Saturday, April 20, 2024

Movie Review: ‘Parallel Mothers’ is another excellent, personal entry in Pedro Almodóvar’s filmography


Director: Pedro Almodóvar
Writer: Pedro Almodóvar
Cast: Penélope Cruz, Aitana Sánchez-Gijón, Milena Smit, Israel Elejalde, Julieta Serrano, and Rossy de Palma

Synopsys: Two single women meet in a hospital room where they are both going to give birth. One is middle-aged and doesn’t regret it, while the other is adolescent and scared. The two women form a strong bond with one another as they both confront motherhood.


Janis (Penélope Cruz) is an editorial photographer approaching her 40s who befriends a forensic anthropologist, Arturo (Israel Elejalde), after a photoshoot. Janis asks Arturo a special request: help her exhume the bodies of some men, including her grandfather, lost after the Spanish Civil War (1936-1939) at the rural town she grew up in. Arturo shares her political beliefs and decides to help her. Between the two the relationship evolves into something more passional, a love that cannot happen in its full form. After all, Arturo is married and his wife has cancer. But something happens: Janis becomes pregnant. She understands Arturo’s position and tells him she wants to keep the baby without compromising him to be the father. She’ll be a single mother like her mom and grandmother, and Janis ends their relationship for good.

Months later, at the hospital, Janis meets Ana (Milena Smit), a teenage girl who is in labor at the same time. Ana is nervous, her pregnancy was an “accident” too, but not one she’s happy or excited about. Besides the obvious dread, she can experience while having a baby at her young age, we deduce there’s something more. Janis tries to calm her and while they wait for their babies’ arrival, a bond between the two single mothers —despite the age gap— is created. After they leave the hospital, the two women keep in touch and share their experiences as first-time mothers.
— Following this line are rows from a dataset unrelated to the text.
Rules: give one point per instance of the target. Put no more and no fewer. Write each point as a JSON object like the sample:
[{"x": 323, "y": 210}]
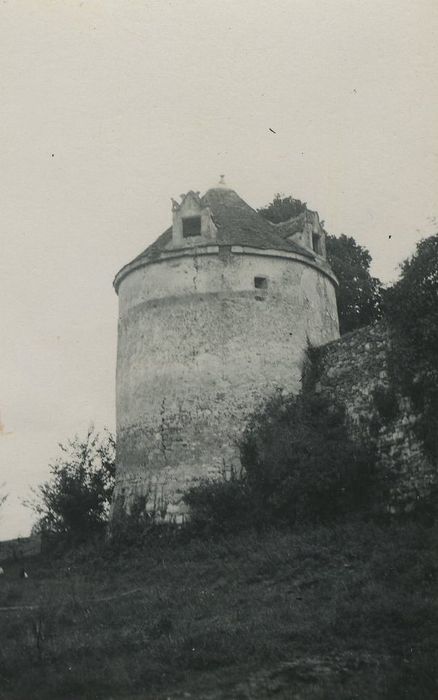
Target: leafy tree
[
  {"x": 300, "y": 467},
  {"x": 412, "y": 312},
  {"x": 3, "y": 497},
  {"x": 300, "y": 464},
  {"x": 75, "y": 502},
  {"x": 359, "y": 295},
  {"x": 282, "y": 209}
]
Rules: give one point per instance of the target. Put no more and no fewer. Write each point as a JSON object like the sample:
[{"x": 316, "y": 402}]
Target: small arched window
[
  {"x": 191, "y": 226},
  {"x": 261, "y": 287}
]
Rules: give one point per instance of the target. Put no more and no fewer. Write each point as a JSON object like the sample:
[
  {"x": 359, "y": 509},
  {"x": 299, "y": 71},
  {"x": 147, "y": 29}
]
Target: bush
[
  {"x": 300, "y": 466},
  {"x": 220, "y": 507}
]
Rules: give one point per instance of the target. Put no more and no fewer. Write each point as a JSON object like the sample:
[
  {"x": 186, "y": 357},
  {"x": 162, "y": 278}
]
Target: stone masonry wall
[
  {"x": 353, "y": 371},
  {"x": 199, "y": 349}
]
Arturo takes the courage to call Janis and tells her he’s in Madrid and he wants to meet the baby. Janis agrees and invites him to her place. When Arturo meets the baby, he remarks how “dark-skinned” the baby is and asks Janis about her family ethnicity —she tells him she didn’t meet her father but he was supposedly a dark skin Venezuelan with slanted eyes—; and all of a sudden, he says he has to go but tells Janis he is staying at the same hotel as always if she wants to talk with him. Janis knows something bothered him and looks for him the day after. Arturo confesses to her that he didn’t feel like the baby was his child when he met her, so he wants to take a paternity test. Janis gets mad, he was the only man she was with at the time she got pregnant.  Back at home, she still feels uneasy after her fight with Arturo and decides to find the answer that can change her life.

If you’re familiar with Pedro Almodóvar’s work, you are warned that everything will be deeper than what it looks like on the surface, and there can be lots of things happening at the same time. Parallel Mothers (original title: Madres Paralelas) is not the exception. His most recent film starts off as a family drama of two single mothers going against the odds, but as it moves forward it turns into a thriller, then returns to the family drama again, and it also has a political plot going around. And of course, his characteristic red is everywhere and brighter than ever.

Almodóvar is also known for his takes on motherhood. This is not the first time Penélope Cruz takes the role of mother in one of his films, she even played a version of his own mother in Pain and Glory (2019, Dolor y Gloria), but in Parallel Mothers is where she gives the best performance yet in their collaborations. Some people are even calling this the performance of her life and I can’t disagree with them. She takes Janis’ role with so much respect and understanding, it seems like it was made for her only. Not nominating her performance in the next awards season should be taken as an offense. Milena Smit is a rising star, her chemistry with Cruz is undeniable; she balances the naivety a young girl might have with the toughness of someone who has been through a lot.

I was surprised at how fast the time passes in this 120-minute-long film. The first and second acts are the master class you would expect from someone like Almodóvar, but the third act feels a little bit lose. It sets aside the main plot for a side story we left at the beginning. In other situations, this wouldn’t be such a problem if the resolution of the main plot didn’t feel pressured and with a couple of questions still waiting to be answered.

Overall I enjoyed the movie. I wouldn’t call Parallel Mothers Almodovar’s best work to this date, but it’s fantastic and an exciting ride of finding the motivation to move on without letting the historical memory —or an individual’s past— die, as they can make us understand our present. It’s more of a personal journey than a story about motherhood, which is one of the biggest twists this movie has. Parallel Mothers doesn’t disappoint, it deserves to be one of the most anticipated films of 2021 and the wait will be totally worth it.